Old Milk Truck
Herd of Cattle
Wern Dairy Farms
Old Milk Truck
Wern History
A few months prior to gaining statehood, Welshman John Andrew Williams arrived in Wisconsin during the spring of 1848. Homesteading 80 acres granted to him by President James Polk, he named his new property Wern Farm, meaning fertile valley surrounded by hills. One of his daughters later wrote of being hidden from Indians as a little girl, and of life on the farm during the Civil War. Importing the first Guernsey cows to America, his son in law D. L. Williams was an ambitious fellow who turned his family farm in to one of the biggest dairy operations in the United States. He added a milk bottling plant, milk delivery routes, a railroad for shipping to distant markets, electricity, paved roads and even a public school to the area. For a time he was the county’s largest employer and cows out numbered people in Waukesha County. D.L.’s two sons, Homer and Chester, followed their father’s footsteps for many years, but eventually went their separate ways. Splitting the two thousand acre farm in two, they sold the bottling business and milk routes to the Borden Company in 1968. Reluctant to modernize the farm, Chester continued breeding and milking about 300 head until the late 70’s. 1984 marked the last year of cows on the farm.
Chester and his wife Barbara had 3 children, Dave, Phil and Barbara (Bobbie). Phil died in his early 30’s after having two sons, Steve and Tom. Dave by that time was farming over 1,000 acres of corn, and Barbara was a well-known actress living in New York City.

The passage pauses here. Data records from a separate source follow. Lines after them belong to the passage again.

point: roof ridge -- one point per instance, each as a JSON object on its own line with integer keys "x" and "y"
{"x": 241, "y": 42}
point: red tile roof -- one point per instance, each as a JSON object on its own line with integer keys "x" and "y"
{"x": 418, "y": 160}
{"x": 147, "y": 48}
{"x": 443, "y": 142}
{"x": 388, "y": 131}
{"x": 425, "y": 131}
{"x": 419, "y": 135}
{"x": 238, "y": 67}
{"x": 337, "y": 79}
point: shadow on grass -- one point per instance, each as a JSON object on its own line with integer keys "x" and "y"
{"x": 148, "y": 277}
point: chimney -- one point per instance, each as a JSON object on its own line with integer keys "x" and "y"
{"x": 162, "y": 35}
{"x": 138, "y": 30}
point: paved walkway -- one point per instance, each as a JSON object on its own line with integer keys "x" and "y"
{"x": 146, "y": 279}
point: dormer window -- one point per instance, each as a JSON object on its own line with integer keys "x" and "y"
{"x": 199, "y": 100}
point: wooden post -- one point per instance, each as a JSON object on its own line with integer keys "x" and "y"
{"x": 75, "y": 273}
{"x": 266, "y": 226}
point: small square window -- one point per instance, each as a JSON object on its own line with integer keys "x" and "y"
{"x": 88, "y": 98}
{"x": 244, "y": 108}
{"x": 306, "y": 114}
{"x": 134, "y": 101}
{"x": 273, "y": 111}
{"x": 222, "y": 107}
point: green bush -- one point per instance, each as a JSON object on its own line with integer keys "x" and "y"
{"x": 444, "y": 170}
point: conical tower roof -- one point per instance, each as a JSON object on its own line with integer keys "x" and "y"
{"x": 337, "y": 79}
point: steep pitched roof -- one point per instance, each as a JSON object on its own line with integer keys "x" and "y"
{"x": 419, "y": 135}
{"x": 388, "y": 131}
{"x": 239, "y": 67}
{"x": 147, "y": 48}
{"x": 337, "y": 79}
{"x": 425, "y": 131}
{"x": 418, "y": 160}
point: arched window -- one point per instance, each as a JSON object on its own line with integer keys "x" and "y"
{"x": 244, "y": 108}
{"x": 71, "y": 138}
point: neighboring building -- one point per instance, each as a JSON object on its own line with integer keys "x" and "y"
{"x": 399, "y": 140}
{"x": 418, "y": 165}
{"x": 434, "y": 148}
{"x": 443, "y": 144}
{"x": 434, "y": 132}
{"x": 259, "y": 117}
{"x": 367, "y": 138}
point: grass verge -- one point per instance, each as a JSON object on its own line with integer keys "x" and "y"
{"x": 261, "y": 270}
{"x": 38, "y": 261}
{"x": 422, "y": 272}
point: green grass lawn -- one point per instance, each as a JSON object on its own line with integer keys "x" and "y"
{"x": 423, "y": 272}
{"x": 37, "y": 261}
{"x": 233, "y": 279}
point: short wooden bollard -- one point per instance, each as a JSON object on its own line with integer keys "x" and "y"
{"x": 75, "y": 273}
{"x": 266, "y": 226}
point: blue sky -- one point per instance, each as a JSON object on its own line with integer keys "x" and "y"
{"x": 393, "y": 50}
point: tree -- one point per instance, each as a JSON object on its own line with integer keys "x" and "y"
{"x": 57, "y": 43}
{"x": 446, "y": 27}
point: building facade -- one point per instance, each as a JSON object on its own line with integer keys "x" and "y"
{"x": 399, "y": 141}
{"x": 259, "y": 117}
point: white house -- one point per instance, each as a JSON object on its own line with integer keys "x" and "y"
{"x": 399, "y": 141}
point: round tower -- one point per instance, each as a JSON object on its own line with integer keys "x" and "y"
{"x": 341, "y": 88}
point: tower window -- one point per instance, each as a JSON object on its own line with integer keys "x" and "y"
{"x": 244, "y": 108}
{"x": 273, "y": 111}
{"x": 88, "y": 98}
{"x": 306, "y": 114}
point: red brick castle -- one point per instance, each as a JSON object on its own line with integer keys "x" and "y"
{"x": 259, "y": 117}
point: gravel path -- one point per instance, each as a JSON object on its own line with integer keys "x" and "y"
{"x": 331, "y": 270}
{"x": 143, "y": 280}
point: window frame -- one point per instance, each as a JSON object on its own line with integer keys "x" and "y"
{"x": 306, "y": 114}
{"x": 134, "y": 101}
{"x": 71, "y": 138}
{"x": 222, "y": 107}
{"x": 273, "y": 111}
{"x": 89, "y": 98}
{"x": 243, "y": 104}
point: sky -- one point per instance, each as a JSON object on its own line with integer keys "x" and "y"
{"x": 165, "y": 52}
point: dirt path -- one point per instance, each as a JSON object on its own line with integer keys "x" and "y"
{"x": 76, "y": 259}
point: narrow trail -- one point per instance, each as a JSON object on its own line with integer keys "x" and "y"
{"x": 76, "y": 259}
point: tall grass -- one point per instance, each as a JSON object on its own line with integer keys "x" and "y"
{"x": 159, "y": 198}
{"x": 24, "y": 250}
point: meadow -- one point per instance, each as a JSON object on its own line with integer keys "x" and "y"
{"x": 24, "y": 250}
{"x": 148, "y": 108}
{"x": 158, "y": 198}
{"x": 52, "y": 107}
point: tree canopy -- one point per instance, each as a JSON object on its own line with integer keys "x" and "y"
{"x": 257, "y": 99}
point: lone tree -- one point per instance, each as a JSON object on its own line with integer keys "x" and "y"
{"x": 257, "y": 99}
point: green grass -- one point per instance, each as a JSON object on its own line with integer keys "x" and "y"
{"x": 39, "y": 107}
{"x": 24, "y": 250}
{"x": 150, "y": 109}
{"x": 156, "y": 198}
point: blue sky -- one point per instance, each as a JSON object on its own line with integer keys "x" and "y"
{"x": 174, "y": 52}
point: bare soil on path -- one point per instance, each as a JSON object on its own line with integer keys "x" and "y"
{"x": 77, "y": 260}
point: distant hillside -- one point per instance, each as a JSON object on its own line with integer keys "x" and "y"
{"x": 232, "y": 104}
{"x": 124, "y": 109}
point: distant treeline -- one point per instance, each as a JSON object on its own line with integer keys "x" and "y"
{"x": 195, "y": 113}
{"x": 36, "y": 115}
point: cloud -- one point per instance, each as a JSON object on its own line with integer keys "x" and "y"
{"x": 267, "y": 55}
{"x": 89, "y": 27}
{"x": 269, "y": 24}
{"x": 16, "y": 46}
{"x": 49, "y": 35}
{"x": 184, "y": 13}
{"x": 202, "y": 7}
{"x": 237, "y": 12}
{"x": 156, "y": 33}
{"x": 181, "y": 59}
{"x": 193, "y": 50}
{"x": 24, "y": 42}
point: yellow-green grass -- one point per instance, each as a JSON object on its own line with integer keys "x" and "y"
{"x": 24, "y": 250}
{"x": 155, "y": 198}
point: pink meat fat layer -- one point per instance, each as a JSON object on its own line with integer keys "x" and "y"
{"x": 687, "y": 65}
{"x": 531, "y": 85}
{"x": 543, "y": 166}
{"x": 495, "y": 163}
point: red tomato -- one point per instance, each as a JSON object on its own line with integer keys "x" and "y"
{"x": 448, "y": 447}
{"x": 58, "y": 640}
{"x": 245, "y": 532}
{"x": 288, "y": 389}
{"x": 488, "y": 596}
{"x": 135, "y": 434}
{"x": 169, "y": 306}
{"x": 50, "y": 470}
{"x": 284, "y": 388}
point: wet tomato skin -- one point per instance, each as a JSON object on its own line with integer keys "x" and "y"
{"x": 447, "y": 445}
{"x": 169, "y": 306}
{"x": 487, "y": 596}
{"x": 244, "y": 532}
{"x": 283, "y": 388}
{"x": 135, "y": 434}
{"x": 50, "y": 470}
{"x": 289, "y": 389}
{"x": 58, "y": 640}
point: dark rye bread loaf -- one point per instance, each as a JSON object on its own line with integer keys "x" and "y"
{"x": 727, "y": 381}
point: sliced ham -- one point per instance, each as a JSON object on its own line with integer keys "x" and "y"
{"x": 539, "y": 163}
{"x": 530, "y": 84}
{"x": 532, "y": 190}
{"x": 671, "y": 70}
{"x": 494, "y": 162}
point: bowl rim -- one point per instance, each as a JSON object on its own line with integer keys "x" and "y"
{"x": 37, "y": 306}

Steve and Tom, like their Uncle Dave, has a tremendous interest in hunting pheasant. Their mother’s brother Donn Goodwin was also a pheasant hunter and spent many fall days with his sons and nephews on the farm. The pheasant opener was one of the most important events of the year for the entire family.
Back-to-back years of record snow in 1978 and 1979 all but wiped out pheasant hunting in southeastern Wisconsin. It was in the early 1980’s when, after being skunked for the first time ever on opening day, Steve first began raising pheasants (300 of them) as a hobby to supplement the farm’s ailing bird population. With only six weeks in the Wisconsin pheasant season, Steve soon realized he could extend his hunting by licensing the property as a game farm.